Nothing beats fresh pasta - take it up a notch with homemade spinach and cheese ravioli made from scratch! The steps are easy.

Are you looking to incorporate more homemade "ingredients" or recipe components into your kitchen? Pasta is a great early step in your journey. It does take a bit of time and practice, but the taste can't be beat, and it's all simple ingredients.
You can either use a rolling pin and knives, or invest in a pasta machine. You can even find attachments for the Kitchenaid if that's what you have. Plus you'll find lots of excuses to use it, such as Whole Wheat Lasagna Noodles! Homemade Noodles are a great first step because you truly don't need the special equipment.
Serve these with butter and fresh Parmesan, whip up a quick Alfredo, try a drizzle of olive oil, or make our favourite Tomato Bacon Pasta Sauce to go on top.
Key Ingredients

Flour - All-purpose is great for this as it'll taste most like store-bought when you are transitioning the family to homemade foods.
Eggs - Nothing beats a classic egg noodle. This is the perfect recipe when your backyard eggs are in abundance.
Cheese - Make your own (I promise it's easy!) or pick it up from the store. We'll use ricotta, mozzarella, and Parmesan.
Baby Spinach - A great way to sort of sneak in veggies. It doesn't get a lot into the kids but it's finely chopped and mixed with cheese so they won't say no.
How to Make Ravioli From Scratch
***See recipe card below for precise measurements and instructions.***


Step 1: Add eggs to flour.
Step 2: Knead it up into a quick dough.


Step 3: Divide into 8 equal pieces.
Step 4: Begin feeding one piece through the pasta machine.

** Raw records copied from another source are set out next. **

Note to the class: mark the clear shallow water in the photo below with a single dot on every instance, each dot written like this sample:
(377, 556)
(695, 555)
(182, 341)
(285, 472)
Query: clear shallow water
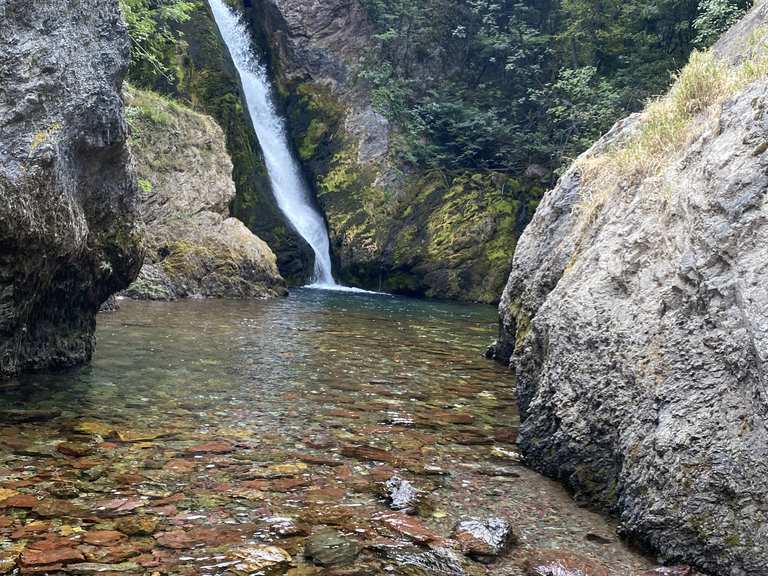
(281, 388)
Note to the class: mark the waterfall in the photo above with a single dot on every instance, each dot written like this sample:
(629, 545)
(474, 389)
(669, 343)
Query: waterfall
(288, 185)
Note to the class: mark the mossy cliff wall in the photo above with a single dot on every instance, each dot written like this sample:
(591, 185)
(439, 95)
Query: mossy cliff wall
(194, 247)
(392, 227)
(204, 78)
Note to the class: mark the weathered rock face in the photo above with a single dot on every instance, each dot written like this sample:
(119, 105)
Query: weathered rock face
(640, 342)
(391, 227)
(69, 236)
(185, 177)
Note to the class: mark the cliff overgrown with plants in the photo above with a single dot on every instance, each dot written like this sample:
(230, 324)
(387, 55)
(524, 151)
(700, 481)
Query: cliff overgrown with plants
(177, 53)
(428, 129)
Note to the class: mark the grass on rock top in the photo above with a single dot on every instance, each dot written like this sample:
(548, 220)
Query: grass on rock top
(669, 123)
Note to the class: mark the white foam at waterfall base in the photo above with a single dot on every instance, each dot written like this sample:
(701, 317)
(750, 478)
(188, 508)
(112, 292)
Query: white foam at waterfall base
(288, 185)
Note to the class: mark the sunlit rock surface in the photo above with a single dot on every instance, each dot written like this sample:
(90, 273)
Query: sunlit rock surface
(640, 342)
(194, 248)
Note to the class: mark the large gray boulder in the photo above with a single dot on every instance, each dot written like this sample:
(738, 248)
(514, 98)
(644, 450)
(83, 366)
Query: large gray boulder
(69, 236)
(194, 247)
(640, 341)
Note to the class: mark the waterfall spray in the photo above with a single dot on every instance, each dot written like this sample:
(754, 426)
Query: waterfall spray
(288, 185)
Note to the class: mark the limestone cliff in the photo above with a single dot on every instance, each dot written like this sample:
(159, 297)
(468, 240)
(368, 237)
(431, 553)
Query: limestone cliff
(69, 235)
(636, 317)
(185, 177)
(392, 227)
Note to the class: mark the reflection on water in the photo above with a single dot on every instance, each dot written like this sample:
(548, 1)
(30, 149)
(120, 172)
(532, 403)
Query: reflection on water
(214, 417)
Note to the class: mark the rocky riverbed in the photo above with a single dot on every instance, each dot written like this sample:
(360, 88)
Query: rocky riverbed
(320, 434)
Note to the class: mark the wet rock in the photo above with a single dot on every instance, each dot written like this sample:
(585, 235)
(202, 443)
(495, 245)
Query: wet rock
(75, 449)
(22, 416)
(641, 365)
(103, 537)
(283, 527)
(70, 228)
(670, 571)
(262, 559)
(410, 527)
(55, 508)
(31, 558)
(137, 525)
(401, 495)
(484, 539)
(26, 501)
(93, 428)
(328, 547)
(95, 567)
(408, 560)
(276, 471)
(64, 490)
(319, 460)
(562, 563)
(215, 447)
(367, 453)
(194, 247)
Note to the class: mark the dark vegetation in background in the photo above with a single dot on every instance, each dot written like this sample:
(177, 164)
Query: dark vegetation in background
(177, 52)
(490, 99)
(503, 84)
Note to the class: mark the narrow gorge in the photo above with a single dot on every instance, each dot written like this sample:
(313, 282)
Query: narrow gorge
(250, 257)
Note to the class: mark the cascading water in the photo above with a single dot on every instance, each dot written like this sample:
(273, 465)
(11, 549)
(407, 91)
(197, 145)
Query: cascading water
(288, 185)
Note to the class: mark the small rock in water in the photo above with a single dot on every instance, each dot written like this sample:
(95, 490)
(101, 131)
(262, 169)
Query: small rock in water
(562, 563)
(328, 547)
(402, 495)
(282, 527)
(75, 449)
(670, 571)
(137, 525)
(412, 561)
(262, 559)
(409, 527)
(597, 538)
(88, 567)
(484, 539)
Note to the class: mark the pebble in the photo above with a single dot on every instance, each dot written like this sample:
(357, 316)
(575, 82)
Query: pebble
(328, 547)
(484, 539)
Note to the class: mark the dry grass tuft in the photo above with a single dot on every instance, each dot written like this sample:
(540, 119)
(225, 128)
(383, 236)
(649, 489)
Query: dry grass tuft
(669, 124)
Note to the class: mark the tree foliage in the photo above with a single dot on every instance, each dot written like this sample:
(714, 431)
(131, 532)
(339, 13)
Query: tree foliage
(152, 27)
(715, 17)
(502, 84)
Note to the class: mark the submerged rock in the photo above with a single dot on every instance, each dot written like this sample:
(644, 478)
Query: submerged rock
(185, 174)
(484, 539)
(562, 563)
(328, 547)
(410, 560)
(670, 571)
(69, 225)
(262, 559)
(402, 495)
(639, 336)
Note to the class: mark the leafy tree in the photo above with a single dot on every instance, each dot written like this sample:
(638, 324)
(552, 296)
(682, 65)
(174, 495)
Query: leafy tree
(715, 17)
(501, 84)
(154, 38)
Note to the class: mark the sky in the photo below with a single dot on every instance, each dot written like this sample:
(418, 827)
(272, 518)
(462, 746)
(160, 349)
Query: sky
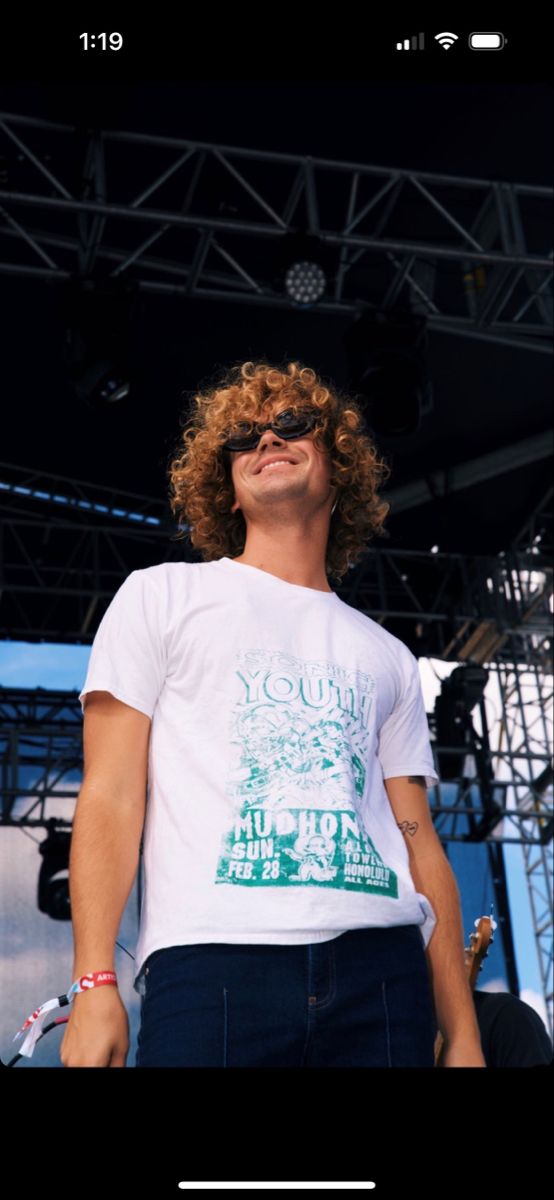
(36, 952)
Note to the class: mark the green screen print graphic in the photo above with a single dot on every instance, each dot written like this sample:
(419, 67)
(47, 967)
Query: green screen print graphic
(299, 753)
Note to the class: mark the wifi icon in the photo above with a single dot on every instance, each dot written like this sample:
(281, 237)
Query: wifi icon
(446, 40)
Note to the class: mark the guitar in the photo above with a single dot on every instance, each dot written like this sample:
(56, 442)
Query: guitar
(474, 954)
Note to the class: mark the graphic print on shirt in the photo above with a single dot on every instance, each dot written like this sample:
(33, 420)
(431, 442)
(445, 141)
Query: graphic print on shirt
(300, 748)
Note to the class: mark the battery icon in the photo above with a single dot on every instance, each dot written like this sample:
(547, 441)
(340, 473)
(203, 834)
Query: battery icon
(486, 41)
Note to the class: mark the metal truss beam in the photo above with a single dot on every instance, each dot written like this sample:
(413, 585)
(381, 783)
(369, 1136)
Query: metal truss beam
(481, 270)
(462, 606)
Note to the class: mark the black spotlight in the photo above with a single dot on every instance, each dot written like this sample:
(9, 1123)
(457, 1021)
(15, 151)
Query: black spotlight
(387, 366)
(54, 874)
(305, 263)
(97, 340)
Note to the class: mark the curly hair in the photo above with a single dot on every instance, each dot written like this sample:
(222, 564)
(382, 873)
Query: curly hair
(200, 484)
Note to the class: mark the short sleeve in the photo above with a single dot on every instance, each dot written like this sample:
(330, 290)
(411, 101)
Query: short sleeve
(404, 743)
(127, 655)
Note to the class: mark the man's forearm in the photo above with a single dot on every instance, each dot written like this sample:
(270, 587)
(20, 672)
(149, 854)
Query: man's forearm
(104, 852)
(455, 1008)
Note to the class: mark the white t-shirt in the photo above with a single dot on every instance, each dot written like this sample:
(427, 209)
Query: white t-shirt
(277, 712)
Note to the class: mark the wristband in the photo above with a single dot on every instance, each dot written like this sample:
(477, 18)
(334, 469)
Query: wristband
(36, 1020)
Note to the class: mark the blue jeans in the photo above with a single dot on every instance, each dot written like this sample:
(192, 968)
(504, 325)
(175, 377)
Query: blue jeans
(361, 1000)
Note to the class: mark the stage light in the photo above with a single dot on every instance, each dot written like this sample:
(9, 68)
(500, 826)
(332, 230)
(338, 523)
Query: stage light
(305, 283)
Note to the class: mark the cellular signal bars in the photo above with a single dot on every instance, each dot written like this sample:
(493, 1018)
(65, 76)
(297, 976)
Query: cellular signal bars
(415, 40)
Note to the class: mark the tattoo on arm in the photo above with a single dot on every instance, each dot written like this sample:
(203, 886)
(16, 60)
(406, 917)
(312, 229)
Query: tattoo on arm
(409, 827)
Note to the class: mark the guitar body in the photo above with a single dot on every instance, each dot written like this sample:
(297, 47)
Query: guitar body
(475, 953)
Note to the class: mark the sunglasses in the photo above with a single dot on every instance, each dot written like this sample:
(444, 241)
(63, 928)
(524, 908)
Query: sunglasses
(289, 424)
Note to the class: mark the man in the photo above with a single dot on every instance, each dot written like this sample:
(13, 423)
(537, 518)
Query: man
(299, 909)
(512, 1033)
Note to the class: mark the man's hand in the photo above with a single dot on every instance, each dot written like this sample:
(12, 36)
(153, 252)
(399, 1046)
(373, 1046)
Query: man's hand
(462, 1055)
(97, 1031)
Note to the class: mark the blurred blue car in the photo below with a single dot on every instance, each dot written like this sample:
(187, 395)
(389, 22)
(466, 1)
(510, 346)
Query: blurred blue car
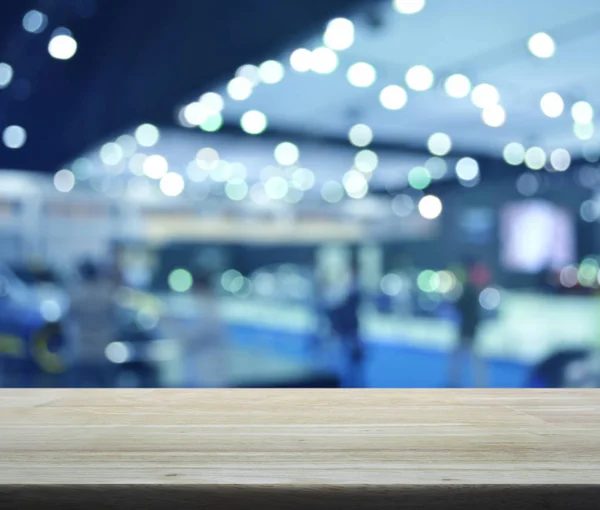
(30, 330)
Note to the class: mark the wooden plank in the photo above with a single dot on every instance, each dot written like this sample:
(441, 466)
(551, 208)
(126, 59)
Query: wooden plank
(321, 448)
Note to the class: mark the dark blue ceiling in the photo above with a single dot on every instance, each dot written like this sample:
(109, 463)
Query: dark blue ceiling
(136, 60)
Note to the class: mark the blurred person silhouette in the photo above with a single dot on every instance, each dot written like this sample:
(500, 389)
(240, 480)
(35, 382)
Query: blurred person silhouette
(343, 311)
(204, 343)
(469, 319)
(92, 327)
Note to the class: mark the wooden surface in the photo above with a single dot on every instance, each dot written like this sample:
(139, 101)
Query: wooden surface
(300, 448)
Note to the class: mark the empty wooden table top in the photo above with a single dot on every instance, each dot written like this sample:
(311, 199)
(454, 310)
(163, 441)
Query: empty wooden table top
(300, 448)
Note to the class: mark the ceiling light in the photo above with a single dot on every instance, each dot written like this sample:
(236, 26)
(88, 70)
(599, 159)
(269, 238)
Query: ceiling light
(514, 154)
(430, 207)
(360, 135)
(467, 169)
(64, 181)
(286, 153)
(14, 137)
(541, 45)
(62, 47)
(560, 160)
(6, 74)
(535, 158)
(439, 144)
(254, 122)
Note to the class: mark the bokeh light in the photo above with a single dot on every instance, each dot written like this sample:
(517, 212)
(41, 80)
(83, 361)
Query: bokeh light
(439, 144)
(490, 298)
(560, 159)
(254, 122)
(14, 137)
(35, 21)
(430, 207)
(360, 135)
(467, 169)
(6, 74)
(535, 158)
(514, 153)
(180, 280)
(541, 45)
(62, 47)
(212, 123)
(286, 153)
(64, 180)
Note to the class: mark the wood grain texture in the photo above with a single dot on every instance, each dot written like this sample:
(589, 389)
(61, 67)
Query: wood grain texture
(300, 448)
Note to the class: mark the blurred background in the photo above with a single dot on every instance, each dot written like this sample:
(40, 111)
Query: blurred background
(267, 193)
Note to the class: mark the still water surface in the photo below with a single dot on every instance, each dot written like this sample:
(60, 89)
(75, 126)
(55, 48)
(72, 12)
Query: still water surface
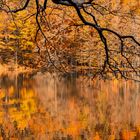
(52, 107)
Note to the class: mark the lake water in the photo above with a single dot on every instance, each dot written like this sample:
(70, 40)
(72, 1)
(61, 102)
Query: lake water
(52, 107)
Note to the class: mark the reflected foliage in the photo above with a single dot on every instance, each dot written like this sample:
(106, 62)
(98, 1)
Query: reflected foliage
(53, 107)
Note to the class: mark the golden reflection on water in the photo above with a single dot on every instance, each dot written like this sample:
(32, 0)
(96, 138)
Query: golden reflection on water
(51, 107)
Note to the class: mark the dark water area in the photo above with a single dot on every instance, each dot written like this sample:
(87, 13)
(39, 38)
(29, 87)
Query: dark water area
(52, 107)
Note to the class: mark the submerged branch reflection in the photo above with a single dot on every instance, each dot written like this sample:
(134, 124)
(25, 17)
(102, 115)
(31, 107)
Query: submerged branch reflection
(48, 106)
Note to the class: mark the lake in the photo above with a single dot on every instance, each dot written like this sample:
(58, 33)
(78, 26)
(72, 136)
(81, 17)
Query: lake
(54, 107)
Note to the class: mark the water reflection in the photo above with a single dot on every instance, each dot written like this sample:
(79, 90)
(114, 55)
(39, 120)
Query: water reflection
(51, 107)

Step 5: Get it thin and split in half.
Step 6: Put each one through until you have the thinnest setting.


Step 7: Mix up filling in a bowl.
Step 8: Add 6 dollops of filling, evenly spaced. Brush with water.


Step 9: Add second dough sheet and gently press.
Step 10: Cut apart and set aside for cooking.
FAQs
You don't - you will just need lots of patience! A rolling pin can certainly do the job, but it will take some skill. You still want to get the dough as thin as possible, so you might roll it out on parchment paper so you aren't using too much flour on the dough. Definitely cut the dough into 16 equal pieces so you are making a single strip from each one.
You don't want things to dry out, and this is a time intensive recipe. After dividing the dough into eight pieces, wrap 7 of them in plastic wrap, or a fairly damp tea towel. Keep an eye on it and re-wet the towel partway through if necessary. If it dries out it won't be pliable and won't neatly go through the rollers.
Sometimes it will depend on how wet the dough is, how evenly you split the dough, and how thin you roll it out. I aim to get about 6 ravioli from each of the 8 sections, making 48 pieces. This is a great meal for 8 then, especially if you add salad and maybe a protein on the side. The kids would eat a lot more if it's all I gave them!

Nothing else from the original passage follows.